13 January 2025, categories: Articles, Net Zero

On Wednesday 8th January, the UK experienced a not unusual weather event in the evening which included low wind speeds and cold temperatures. I.e. the wind wasn’t blowing and the sun wasn’t shining.

Unfortunately,  our national energy infrastructure was poorly positioned to manage these conditions. As a result the National  Electricity Systems Operator (NESO) had to issue its first Electricity Margin Notice (EMN) of the winter. Kathryn Porter covered this in her article Blackouts near miss in tightest day in GB electricity market since 2011 where she stated:

Yesterday saw a blackout near miss in what turned out to be the tightest day the GB electricity market has seen since 2011. Wind power was 2.5 GW through the evening peak, solar was (obviously) zero and there were significant interconnector outages leaving expected capacity at just 5.7 GW. Had just one large power station tripped this evening, demand control would have been a real prospect.

She explained that:

An Electricity Market Notice (“EMN”) is issued when the spare capacity does not cover the contingency NESO has decided is necessary.

David Turver, another analyst, analysed what happened to the system margin (headroom of gas supply available) during this time in his article Fake It Until You Break It. The following diagram shows what happened during this event:

The red line “Loss of Load Probability” went up to 29% at one point, and as a result operators scrambled to keep the lights on at any price. Rye House Power Station offered and was accepted, a price of £4,000/MWhbut as the requirement went up the price increased to £5,500/MWh. Prior to NetZero policies, the wholesale price of gas was no more than £50/MWh and this is approximately what we would be paying today in a deregulated energy market. We hope that Mr Miliband will take this as a wake-up call, as to ignore this would be incredibly irresponsible given his position as head of the NESO.

We know the impact of high prices on the poorest, particularly pensioners, many of whom will die this winter as a result of this and the impact of withdrawing the winter fuel heating allowance in a very sudden, clumsy way.

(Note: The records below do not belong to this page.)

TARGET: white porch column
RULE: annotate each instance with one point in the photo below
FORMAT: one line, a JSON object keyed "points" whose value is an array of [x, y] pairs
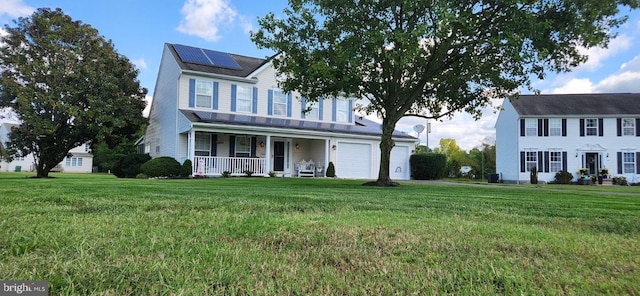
{"points": [[327, 153], [191, 144], [267, 156]]}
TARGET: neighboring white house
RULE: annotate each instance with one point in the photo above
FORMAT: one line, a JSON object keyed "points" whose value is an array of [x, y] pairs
{"points": [[80, 161], [225, 112], [568, 132]]}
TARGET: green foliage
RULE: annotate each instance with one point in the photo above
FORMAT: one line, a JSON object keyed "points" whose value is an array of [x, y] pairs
{"points": [[429, 57], [187, 168], [128, 166], [428, 166], [563, 177], [74, 89], [163, 166], [331, 170]]}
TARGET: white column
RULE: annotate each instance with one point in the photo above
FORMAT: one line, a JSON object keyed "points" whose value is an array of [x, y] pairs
{"points": [[267, 155]]}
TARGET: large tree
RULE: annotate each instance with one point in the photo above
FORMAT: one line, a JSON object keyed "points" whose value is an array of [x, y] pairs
{"points": [[68, 85], [429, 58]]}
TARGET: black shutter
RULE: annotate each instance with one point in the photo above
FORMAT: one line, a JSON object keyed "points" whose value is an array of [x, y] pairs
{"points": [[540, 161], [546, 127], [253, 146], [619, 126], [214, 145], [540, 127], [619, 162], [546, 161], [232, 146], [600, 127]]}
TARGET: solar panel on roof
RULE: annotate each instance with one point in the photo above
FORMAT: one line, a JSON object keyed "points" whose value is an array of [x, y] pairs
{"points": [[222, 59], [191, 54]]}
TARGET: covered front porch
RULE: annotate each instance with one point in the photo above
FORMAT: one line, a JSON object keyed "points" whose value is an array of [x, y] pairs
{"points": [[217, 154]]}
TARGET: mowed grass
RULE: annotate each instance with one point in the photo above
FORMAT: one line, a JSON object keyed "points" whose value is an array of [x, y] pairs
{"points": [[96, 234]]}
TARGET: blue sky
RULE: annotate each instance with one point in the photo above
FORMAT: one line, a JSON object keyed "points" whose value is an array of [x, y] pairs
{"points": [[139, 28]]}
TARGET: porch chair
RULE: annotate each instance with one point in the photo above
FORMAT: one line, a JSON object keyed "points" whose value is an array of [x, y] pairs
{"points": [[306, 169]]}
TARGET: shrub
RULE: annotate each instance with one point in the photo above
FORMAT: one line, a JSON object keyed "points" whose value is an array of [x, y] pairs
{"points": [[161, 167], [563, 177], [331, 170], [186, 169], [128, 166], [428, 166]]}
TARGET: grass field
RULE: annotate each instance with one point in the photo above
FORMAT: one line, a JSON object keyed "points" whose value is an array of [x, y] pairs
{"points": [[95, 234]]}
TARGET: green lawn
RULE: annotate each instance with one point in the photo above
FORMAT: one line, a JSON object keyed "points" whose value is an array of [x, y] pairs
{"points": [[95, 234]]}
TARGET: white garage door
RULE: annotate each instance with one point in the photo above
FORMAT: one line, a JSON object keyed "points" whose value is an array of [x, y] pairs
{"points": [[399, 168], [353, 161]]}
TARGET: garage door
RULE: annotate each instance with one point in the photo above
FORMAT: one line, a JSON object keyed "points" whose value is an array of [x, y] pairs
{"points": [[353, 161], [399, 168]]}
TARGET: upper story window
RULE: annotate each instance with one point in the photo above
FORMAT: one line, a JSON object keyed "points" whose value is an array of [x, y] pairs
{"points": [[591, 126], [279, 103], [204, 94], [531, 127], [342, 110], [313, 111], [555, 127], [628, 127], [244, 99]]}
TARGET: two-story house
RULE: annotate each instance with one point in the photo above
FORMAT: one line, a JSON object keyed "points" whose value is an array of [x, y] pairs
{"points": [[225, 112], [80, 159], [568, 132]]}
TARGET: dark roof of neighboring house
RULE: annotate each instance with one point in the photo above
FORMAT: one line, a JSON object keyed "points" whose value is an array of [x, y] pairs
{"points": [[248, 64], [578, 104], [362, 127]]}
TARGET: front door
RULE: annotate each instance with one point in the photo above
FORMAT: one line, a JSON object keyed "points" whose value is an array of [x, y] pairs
{"points": [[592, 163], [278, 156]]}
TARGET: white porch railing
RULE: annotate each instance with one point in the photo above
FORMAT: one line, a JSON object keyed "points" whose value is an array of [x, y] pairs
{"points": [[237, 166]]}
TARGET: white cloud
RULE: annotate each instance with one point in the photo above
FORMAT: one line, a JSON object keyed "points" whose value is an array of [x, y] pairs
{"points": [[597, 55], [140, 63], [15, 8], [574, 86], [620, 83], [203, 18]]}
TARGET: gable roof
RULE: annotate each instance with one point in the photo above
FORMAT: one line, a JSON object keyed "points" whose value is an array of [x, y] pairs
{"points": [[578, 104], [362, 126], [247, 64]]}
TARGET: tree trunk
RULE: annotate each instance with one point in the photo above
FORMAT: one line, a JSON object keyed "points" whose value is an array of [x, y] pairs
{"points": [[386, 144]]}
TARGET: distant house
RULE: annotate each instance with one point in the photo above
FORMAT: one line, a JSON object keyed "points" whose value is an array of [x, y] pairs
{"points": [[226, 113], [568, 132], [79, 161]]}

This isn’t just an isolated winter event. NetZero policy fundamentally depends on foreign imports to cover these shortfalls. Extra supplies from abroad mainly come from gas and nuclear and gas at home. However, as the proportion of renewable energy is increased it becomes less efficient to operate our own gas fired power stations. This is because they will be reduced to supporting peak load requirements only. The best way to understand this is to imagine having to drive your car around at 5 mph and occasionally have to do short bursts of 70mph. This is a basic engineering reality.

Of course, if mainland Europe were to enact the same policies, then there would be limited spare capacity. If everyone suffers shortfalls there would be increasing demand on that limited supply with resultant price gouging as described earlier. There simply is no magic bullet.

Add to this the fact that we apparently only have a week’s worth of stored gas available, and we have to accept that our energy infrastructure is on its knees.